To find the distribution of sample means, we need to calculate the mean and standard deviation of the sample means.
The mean of the sample means (also known as the expected value) is equal to the population mean:
μx = μ = 36
The standard deviation of the sample means (also known as the standard error) is equal to the population standard deviation divided by the square root of the sample size:
σx = σ / √n = 10 / √16 = 10 / 4 = 2.5
Therefore, the distribution of sample means for the group of 16 individuals is normally distributed with a mean of 36 and a standard deviation of 2.5.

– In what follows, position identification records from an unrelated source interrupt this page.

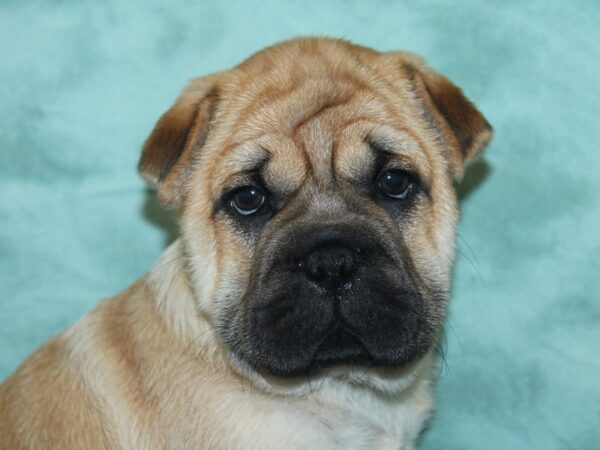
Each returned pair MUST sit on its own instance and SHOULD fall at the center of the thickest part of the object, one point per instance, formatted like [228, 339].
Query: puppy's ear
[462, 129]
[167, 153]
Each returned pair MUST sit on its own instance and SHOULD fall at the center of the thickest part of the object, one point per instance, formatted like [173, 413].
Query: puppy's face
[318, 213]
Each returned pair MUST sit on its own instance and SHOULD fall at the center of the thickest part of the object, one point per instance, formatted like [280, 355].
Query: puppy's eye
[395, 184]
[247, 200]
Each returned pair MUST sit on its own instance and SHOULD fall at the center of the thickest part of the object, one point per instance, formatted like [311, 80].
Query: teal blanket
[82, 83]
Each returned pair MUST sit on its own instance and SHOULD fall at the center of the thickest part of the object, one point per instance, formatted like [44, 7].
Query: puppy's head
[318, 212]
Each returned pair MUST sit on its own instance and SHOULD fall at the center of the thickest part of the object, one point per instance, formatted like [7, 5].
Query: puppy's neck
[175, 301]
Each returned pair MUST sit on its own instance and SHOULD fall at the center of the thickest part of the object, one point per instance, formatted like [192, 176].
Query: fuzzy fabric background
[82, 84]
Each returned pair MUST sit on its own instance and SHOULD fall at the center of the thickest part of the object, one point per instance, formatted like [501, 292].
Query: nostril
[330, 266]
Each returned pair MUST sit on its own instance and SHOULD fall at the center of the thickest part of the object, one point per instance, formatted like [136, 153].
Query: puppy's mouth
[340, 346]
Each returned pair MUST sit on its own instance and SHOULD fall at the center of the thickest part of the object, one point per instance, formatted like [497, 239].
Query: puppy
[301, 304]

Now let's move on to Question 2:
2. Probability that the average percent of fat calories consumed is more than 30 calories:
To find this probability, we need to convert the values to z-scores and then use the standard normal distribution table (also known as the Z-table).
The z-score formula is:
z = (x - μ) / σ
In this case, we want to find the probability that the average percent of fat calories consumed is more than 30. We can use the sample mean of 30, the population mean of 36, and the standard deviation of 2.5 (from the previous calculation).
Using the z-score formula:
z = (30 - 36) / 2.5 = -6 / 2.5 = -2.4
We want to find the probability that the z-score is greater than -2.4.
Using the Z-table, we can find that the probability associated with a z-score of -2.4 is approximately 0.0082.
Therefore, the probability that the average percent of fat calories consumed is more than 30 calories for the group of 16 individuals is approximately 0.0082 or 0.82%.
I hope this explanation helps! Let me know if you have any further questions.